Lendbuzz sets out to raise $187.9 million in auto ABS

Adobe Stock

Lendbuzz Funding is preparing to issue about $187.9 million in asset-backed securities, the third term securitization secured by vehicle retail installment sale contracts, from a company that is experiencing strong growth and raising capital from several channels.

Founded by migrant graduate school students who felt shut out of the consumer credit markets, Lendbuzz started making loans in 2015 to customers who have difficulty securing financing from traditional sources, like banks, credit unions and captive auto finance companies, according to Kroll Bond Rating Agency.

Goldman Sachs and J.P. Morgan Securities are the lead managers on the transaction, which will issue three classes of notes, according to the Asset Securitization Report's deal database. Illustrating the target customers' limited access to the credit markets, less than half of the underlying loans, 49.69%, were taken out by borrowers with a FICO score. Other than that the largest percentage of borrowers with a FICO score, 14.5%, had one of 660 or lower.

A large majority of the loans, 89.26% financed the purchase of used vehicles, and borrowers had a weighted average loan-to-value ratio of 95.6%.   

KBRA noted several key changes to the transaction, LBZZ 2023-1 over the LBZZ 2022-1, particularly in its structure and collateral pool. For one, LBZZ 2023-1 has a reduced recovery rate assumption on the current transaction at 50%, compared with 56.7% on the LBZZ 2022-1, given deteriorating recovery trends and lower used vehicle values, according to KBRA. Borrowers have a higher weighted average (WA) FICO score of 693 at origination, compared with 678, and had a higher average balance of $28,278, over the $24,617 in the 2022-1 pool.

Lendbuzz uses a proprietary Artificial Intelligence Risk Analysis (AIRA) credit scoring system, and this time around there is a higher concentration of loans in the highest credit-scoring tier, 700+, according to KBRA.
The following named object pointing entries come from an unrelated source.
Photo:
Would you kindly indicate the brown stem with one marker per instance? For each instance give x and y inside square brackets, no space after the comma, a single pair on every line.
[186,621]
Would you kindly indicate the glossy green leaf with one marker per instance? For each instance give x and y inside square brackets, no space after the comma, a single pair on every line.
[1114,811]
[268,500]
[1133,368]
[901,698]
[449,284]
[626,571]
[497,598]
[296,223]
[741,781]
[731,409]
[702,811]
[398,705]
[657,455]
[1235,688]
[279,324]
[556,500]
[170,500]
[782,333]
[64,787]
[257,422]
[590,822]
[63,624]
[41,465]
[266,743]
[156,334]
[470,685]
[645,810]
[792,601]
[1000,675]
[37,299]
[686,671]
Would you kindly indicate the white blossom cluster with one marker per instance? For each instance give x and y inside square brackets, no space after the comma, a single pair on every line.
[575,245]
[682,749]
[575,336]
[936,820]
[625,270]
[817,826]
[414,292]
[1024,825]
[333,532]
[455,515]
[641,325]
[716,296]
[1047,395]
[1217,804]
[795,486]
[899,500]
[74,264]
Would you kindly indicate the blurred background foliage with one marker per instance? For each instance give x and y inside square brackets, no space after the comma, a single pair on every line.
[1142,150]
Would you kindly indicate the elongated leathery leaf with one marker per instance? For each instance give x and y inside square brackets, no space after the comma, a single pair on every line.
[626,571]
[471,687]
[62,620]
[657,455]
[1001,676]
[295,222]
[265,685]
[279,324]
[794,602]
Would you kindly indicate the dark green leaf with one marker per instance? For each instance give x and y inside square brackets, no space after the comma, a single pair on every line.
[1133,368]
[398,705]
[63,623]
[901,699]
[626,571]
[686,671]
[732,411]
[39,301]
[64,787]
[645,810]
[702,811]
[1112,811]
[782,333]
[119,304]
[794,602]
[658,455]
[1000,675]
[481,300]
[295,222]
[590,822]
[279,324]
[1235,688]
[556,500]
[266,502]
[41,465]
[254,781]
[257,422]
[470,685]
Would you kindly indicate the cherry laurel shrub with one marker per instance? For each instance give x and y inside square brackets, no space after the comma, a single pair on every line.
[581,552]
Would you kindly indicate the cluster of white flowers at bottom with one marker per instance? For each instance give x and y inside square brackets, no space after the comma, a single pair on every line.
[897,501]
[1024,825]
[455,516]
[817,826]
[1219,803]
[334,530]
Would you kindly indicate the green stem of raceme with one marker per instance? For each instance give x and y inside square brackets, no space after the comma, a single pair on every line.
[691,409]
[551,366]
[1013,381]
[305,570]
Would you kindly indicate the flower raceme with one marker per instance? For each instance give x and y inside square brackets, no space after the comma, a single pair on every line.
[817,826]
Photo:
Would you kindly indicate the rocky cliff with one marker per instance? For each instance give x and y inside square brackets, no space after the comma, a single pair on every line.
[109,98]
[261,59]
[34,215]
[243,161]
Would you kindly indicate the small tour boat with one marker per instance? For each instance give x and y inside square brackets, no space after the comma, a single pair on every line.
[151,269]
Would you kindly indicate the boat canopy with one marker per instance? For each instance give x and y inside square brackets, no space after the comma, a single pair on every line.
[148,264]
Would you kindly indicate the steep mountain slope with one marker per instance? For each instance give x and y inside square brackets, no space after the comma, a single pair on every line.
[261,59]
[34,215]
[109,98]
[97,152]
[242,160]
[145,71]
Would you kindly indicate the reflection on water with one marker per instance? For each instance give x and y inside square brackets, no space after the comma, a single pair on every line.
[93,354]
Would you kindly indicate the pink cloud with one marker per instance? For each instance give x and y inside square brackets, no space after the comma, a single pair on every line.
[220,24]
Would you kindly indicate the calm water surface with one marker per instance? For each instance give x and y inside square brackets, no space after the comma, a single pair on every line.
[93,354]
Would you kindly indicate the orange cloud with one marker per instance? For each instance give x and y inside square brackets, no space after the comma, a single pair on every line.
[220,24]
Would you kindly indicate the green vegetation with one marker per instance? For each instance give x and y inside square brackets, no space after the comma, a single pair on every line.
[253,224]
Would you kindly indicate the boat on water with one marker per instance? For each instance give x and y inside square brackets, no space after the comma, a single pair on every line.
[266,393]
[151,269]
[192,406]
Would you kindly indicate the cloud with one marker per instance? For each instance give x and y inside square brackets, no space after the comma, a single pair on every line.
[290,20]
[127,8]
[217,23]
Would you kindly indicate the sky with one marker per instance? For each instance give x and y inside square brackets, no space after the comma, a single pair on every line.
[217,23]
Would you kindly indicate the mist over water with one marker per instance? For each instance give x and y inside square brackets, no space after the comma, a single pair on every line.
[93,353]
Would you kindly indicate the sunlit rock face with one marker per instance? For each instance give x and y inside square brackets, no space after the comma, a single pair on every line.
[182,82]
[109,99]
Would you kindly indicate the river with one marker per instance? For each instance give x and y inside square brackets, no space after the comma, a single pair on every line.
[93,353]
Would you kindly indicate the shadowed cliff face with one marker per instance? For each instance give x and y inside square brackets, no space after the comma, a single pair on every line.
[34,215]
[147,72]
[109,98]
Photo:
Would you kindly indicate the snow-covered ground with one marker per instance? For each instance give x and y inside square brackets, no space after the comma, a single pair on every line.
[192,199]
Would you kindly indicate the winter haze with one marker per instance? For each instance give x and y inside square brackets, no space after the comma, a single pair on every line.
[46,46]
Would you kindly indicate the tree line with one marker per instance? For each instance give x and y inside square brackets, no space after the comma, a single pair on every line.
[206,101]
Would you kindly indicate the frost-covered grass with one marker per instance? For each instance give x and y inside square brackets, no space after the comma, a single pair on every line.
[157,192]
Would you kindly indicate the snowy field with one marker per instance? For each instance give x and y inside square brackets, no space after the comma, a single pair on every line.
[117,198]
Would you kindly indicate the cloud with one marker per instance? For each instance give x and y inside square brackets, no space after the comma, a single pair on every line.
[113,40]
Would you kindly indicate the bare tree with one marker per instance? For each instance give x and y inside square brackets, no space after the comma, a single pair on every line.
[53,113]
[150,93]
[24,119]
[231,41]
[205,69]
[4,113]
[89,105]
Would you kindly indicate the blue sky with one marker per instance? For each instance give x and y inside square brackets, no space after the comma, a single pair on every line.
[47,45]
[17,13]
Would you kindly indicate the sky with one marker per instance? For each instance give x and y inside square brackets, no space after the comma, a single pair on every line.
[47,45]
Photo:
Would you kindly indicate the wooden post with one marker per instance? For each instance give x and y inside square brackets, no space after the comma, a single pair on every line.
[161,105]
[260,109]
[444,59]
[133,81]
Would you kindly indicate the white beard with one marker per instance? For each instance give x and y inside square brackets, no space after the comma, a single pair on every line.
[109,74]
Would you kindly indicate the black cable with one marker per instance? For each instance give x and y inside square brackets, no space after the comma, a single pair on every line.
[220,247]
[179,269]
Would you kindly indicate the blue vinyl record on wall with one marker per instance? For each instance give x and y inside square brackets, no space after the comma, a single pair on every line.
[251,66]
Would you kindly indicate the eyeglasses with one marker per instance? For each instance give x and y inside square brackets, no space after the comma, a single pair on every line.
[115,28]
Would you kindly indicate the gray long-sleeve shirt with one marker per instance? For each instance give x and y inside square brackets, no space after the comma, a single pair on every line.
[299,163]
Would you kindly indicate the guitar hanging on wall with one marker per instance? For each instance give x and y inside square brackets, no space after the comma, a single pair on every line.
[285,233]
Also, at a time when layoffs are picking up in the financial services industry, such as the mortgage lending market, Lendbuzz added 80 new employees from Q1 through Q3 2022. Originations increased 59% on a year-over-year basis, according to KBRA.

Credit enhancement consists of overcollateralization, subordination except for the class B notes, a reserve account funded at closing and excess spread.

KBRA expects to assign ratings of 'K1+' to the class A-1 notes; 'A+' to the class A-2 notes; and 'BBB+' to the class B notes.

Moody's expects to rate the A-2 notes 'A3' and the class B notes 'Baa3'.

The notes have a legal final maturities ranging from March 2024 to August 2029.